I don’t have any ideas about your recipe, but you can get away without shopping for specialty yogurt, which can be important for those of us who live a little more rural.

Dead Flowers, Our cook in India always makes yogurt from fresh milk and then strains the yogurt to thicken it and then adds approx. a tsp per cup of “maida” (=flour in India, but more similar to corn starch) to stabilize it.

He cooks from it every type of dish and it NEVER separates into curd and I have seen him BOIL stuff with yogurt included. Try that with commercial North American yogurts, strained or not.

The addition of a little starch just adds to the finished product. No deletion of taste but a great addition to texture.

Do a little experiment. Make some sort of gravy or sauce. Then add raw yogurt and heat/boil on high heat. Repeat with “treated” yogurt (i.e. with a touch of starch). Then tell me which result you prefer.

I am just passing on a tip I learned in S. India where they use yogurt almost daily.

I promise you, if you follow this tip you will thank me.

KB.

YMMV.

King Bobo, this sounds like an awesome trick. Too many times when I order takeaway curries and get them home, the sauce has “split” into a disgusting mess. I’m hoping that the addition of maida in future will prevent such an occurrence with my own cooking.

Jimm,

Cannot say it will help your takeaways, but I can surely say it will help the yogurt dishes you do at home.

Now, however, if you are close with the cooks in the takeaway places - do pass along the tip and then maybe your takeouts will improve to no end.

Seriously, this is such a mainstay in South Indian cooking, I do not know why it seems so alien.

People; do try this.

Interested in learning something new, I checked out the Ramsay recipe and jjimm’s and I was baffled by “curry leaves.” Curry is a mixture of other spices. I have never heard of curry leaves.

Also, at the nearby market, I can buy any of about 50 different curries - Arabian, Red, Green, Bombay, Thai, etc.etc. But the recipes I see that require curry usually do not specify a particular one. How do I choose which to use? (My goal is to try them all. I’m going alphabetically.)

I agree. I’ve never seen a recipe call for curry leaves, but apparently they exist.

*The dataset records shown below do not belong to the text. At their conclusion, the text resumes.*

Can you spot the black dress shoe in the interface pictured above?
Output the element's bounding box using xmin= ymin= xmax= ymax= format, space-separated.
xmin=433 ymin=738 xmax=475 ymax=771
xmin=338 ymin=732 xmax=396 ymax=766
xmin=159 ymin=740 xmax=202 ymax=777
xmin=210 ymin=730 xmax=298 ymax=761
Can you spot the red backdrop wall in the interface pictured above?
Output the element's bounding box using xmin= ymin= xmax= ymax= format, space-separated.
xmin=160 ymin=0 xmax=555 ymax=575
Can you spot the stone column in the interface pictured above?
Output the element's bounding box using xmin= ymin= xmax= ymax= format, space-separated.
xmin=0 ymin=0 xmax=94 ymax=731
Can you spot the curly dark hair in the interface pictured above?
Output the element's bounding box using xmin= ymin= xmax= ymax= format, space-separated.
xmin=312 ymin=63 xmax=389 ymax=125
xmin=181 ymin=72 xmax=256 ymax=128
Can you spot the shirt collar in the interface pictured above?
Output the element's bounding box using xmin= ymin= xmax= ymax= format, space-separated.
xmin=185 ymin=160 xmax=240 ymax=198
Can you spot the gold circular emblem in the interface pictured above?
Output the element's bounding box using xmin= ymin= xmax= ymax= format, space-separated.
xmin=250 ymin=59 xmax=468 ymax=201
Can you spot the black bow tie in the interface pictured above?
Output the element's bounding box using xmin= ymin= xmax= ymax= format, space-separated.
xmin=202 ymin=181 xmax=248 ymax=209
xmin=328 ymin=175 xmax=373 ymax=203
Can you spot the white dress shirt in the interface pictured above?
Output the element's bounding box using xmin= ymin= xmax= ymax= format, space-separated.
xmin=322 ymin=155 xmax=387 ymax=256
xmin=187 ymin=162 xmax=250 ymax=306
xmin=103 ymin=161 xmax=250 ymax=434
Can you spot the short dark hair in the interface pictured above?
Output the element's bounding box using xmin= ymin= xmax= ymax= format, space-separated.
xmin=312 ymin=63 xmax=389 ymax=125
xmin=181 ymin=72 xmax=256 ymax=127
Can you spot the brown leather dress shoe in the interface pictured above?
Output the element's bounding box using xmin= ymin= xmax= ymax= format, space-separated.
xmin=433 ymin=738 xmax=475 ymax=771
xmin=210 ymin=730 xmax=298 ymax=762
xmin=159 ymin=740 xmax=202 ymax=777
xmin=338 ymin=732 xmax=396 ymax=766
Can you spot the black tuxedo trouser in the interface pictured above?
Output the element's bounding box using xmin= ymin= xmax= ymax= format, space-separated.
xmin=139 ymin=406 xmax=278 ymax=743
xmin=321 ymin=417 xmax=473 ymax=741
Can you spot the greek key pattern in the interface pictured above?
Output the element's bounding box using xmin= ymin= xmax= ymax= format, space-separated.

Choose the one that is appropriate to the region whose food you’re making. The differences between curries can be vast. For example Thai curry (like Red Curry, Green Curry, Yellow Curry, Panang, etc.) always come in pastes, and is generally prepared from fresh ingredients like chiles, lemongrass, shrimp paste, cilantro root, garlic, shallots, and kaffir lime leaves. Indian curry powders and pastes tend to be mostly composed of dry, toasted ground spices, like coriander seed, cumin, turmeric, mustard seeds, ginger, fenugreek, etc. For Indian recipes, I would either make my own curry powder, or buy a brand of paste (like Patak’s) that I like. They have a number of pastes, but the most generic two are simply called “Curry Paste, Mild” and “Curry Paste, Hot.”